Numa outra vida, e para poder saltar sozinho de um avião, aprendi muitas regras, procedimentos, verificações e simulações de emergência. Quando passei à prática, ao fim de poucos saltos, exatamente sete saltos e sete minutos no ar, eu era livre e ninguém estava presente para abrir o meu paraquedas ou aterrar por mim, ninguém para assumir essa responsabilidade. As regras continuavam lá, mas em vez de um manual ou instrutor, elas foram compreendidas, treinadas e transformadas em discernimento. As regras deixaram de ser uma limitação para ser um instrumento ou base para a conquista de novos objetivos. Porque para quem não salta, a queda livre é uma atividade com muitos riscos, coisas para os mais loucos. Mas na verdade é muito mais perigoso o caminho de carro até à zona de salto, e existem poucas atividades tão transformadoras e tão recompensadoras. Ao mesmo tempo existem poucas ações com um nível de autonomia e responsabilidade tão elevado. Quem salta nunca esquece, nunca mais vê o mundo pela mesma perspetiva e nunca mais será a mesma pessoa.
E isto é algo que só organizações maduras percebem: se queremos pessoas responsáveis, mais felizes, seguras e com resultados extraordinários, a liderança tem de lhes dar autonomia real, temos de aceitar o seu pensamento crítico, as diferentes escolhas e sobretudo aceitar os erros. Porque quem aprende a decidir com erros aprende muito mais depressa, percebe melhor as consequências e tende a evitar as repetições. Quem cumpre instruções aprende, sobretudo, a proteger-se.
Se olharmos de forma mais prática para este conceito, deixar alguém ser autónomo numa empresa é parecido com deixar um filho ir sozinho a pé para a escola primária. Temos medo por ele e por tudo o que pode acontecer de mal, mas qual é a alternativa? Acompanha-lo até à universidade ou até ao primeiro emprego? Ou até à lua de mel?
Dar autonomia aos outros não dá só mais resultados e melhor desenvolvimento de pessoas, é também o caminho para quem lidera ganhar igualmente autonomia para si. Ao delegar, ganha tempo e espaço mental para pensar, agarrar outras responsabilidades e de crescer também mais um pouco.
A autonomia não é genética ou inata, treina-se como qualquer competência: explicam-se as regras, os riscos e oportunidades das opções; mostram-se os limites; e desenham-se planos de contingência. E depois sai-se da frente e ficamos apenas atentos, não para cobrar os erros quando acontecerem, mas para podermos ajudar quando formos chamados.

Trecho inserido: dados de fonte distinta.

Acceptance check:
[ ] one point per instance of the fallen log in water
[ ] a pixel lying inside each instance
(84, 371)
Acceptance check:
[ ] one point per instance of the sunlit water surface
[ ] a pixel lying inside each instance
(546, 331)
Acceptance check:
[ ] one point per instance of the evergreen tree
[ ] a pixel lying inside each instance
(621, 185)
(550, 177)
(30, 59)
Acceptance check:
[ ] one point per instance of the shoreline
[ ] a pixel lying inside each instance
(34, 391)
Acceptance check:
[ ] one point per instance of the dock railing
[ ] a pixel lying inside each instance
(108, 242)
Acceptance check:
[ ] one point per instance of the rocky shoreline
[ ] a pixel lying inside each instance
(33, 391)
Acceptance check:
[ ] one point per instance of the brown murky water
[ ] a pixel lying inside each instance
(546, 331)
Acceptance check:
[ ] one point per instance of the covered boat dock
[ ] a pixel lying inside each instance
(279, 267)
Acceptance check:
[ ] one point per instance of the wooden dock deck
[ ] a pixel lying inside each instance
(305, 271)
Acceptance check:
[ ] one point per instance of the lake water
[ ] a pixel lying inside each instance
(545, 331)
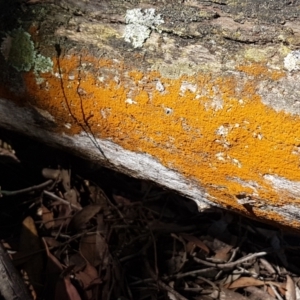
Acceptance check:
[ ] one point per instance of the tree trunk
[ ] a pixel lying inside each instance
(199, 96)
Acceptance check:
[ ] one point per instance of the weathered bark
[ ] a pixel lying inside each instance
(199, 96)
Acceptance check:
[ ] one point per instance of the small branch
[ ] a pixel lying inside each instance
(230, 264)
(53, 196)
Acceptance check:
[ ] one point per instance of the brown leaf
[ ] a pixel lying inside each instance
(258, 294)
(47, 217)
(92, 248)
(196, 241)
(222, 254)
(80, 219)
(30, 244)
(89, 276)
(246, 281)
(65, 290)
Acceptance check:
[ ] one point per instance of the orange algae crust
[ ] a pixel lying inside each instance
(226, 145)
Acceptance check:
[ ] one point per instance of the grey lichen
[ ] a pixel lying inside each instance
(292, 61)
(18, 50)
(139, 25)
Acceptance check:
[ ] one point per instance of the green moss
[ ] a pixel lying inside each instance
(42, 64)
(21, 53)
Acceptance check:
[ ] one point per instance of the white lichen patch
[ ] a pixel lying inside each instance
(222, 130)
(18, 50)
(187, 86)
(130, 101)
(140, 23)
(283, 184)
(159, 86)
(292, 61)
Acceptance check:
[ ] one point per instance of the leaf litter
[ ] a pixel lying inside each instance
(98, 234)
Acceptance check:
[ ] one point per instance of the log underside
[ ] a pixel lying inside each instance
(199, 96)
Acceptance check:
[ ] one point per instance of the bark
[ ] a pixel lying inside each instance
(199, 96)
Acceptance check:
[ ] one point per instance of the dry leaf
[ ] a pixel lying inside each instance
(65, 290)
(228, 294)
(80, 219)
(258, 294)
(92, 248)
(196, 241)
(88, 277)
(222, 254)
(47, 217)
(246, 281)
(30, 244)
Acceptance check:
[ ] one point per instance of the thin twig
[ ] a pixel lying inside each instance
(162, 284)
(53, 196)
(275, 292)
(191, 273)
(230, 264)
(26, 190)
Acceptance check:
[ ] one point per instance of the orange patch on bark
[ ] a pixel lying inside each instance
(222, 136)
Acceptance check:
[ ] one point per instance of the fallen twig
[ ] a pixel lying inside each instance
(26, 190)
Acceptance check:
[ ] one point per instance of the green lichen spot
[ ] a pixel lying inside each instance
(18, 50)
(21, 53)
(42, 64)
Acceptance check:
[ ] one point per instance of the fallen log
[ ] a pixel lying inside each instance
(199, 96)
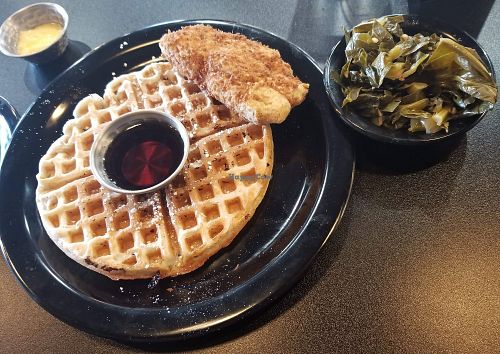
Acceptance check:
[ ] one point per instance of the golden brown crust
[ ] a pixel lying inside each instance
(236, 71)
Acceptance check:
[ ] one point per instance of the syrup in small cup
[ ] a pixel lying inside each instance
(140, 152)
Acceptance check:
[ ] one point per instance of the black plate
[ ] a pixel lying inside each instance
(306, 197)
(412, 24)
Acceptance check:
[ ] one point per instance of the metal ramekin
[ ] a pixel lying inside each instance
(113, 129)
(28, 18)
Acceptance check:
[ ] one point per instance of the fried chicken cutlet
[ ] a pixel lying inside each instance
(245, 75)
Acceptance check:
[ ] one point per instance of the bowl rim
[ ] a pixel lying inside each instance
(126, 119)
(58, 8)
(447, 30)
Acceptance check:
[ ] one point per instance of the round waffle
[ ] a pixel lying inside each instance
(171, 231)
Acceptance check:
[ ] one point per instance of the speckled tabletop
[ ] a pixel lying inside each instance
(415, 263)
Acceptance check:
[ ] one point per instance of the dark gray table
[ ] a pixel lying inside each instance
(415, 263)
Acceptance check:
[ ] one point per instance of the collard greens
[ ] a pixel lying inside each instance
(418, 82)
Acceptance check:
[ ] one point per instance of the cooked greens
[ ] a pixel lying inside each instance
(418, 82)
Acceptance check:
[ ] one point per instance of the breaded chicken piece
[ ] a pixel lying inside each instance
(247, 76)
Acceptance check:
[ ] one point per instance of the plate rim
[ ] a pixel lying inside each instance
(247, 311)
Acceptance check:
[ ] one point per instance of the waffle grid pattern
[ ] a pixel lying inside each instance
(171, 231)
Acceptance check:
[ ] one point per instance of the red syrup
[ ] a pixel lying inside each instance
(143, 155)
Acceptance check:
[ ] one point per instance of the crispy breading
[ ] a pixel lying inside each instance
(247, 76)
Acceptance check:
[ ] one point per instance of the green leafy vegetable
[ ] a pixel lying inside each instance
(418, 82)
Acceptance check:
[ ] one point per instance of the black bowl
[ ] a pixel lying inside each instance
(412, 24)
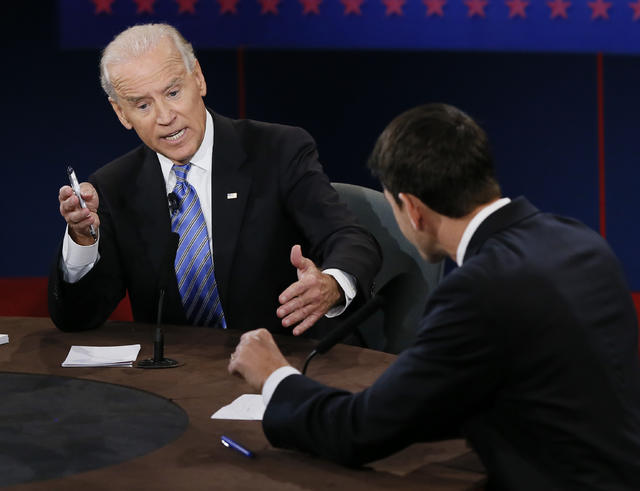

E é neste ponto que a autonomia, apesar de desconfortável, cria resultados extraordinários. As pessoas questionam regras que já não servem, trazem alternativas e principalmente assumem riscos equilibrados com os resultados que procuram atingir.
Se queremos mesmo inovação, iniciativa, responsabilidade e crescimento de competências, o primeiro salto que temos de dar é mudar de paradigma. Trocar controlo por contexto, validação por confiança e regras inúteis por responsabilidade. E a verdade é que as pessoas vão comprometer-se com objetivos maiores, pensar mais antes de fazer pedidos, aprender com os erros e tomar muito melhores decisões.
Por isso, o maior risco não é dar autonomia a mais às pessoas, mas sim mantê-las demasiado tempo em contextos em que, por desconfiança, se censura a sua liberdade de inovar e assumir responsabilidades, e com isso estagnamos o seu crescimento.
No skydiving, a regra é clara: acima dos 4.000m só com oxigénio auxiliar. Uma regra sensata deve ajudar a melhores decisões e não a substituir o discernimento de quem foi preparado para assumir o risco. A liderança devia ser igual, não retirar o oxigénio às pessoas, mas prepará-las para respirarem por si quando chegar o seu momento de decidir. E exatamente por isto me ficou para sempre uma das provocações mais absurdas, mas factuais deste desporto, impressa em t-shirts, stickers nos aviões e até em tatuagens: “Who needs oxygen anyway?”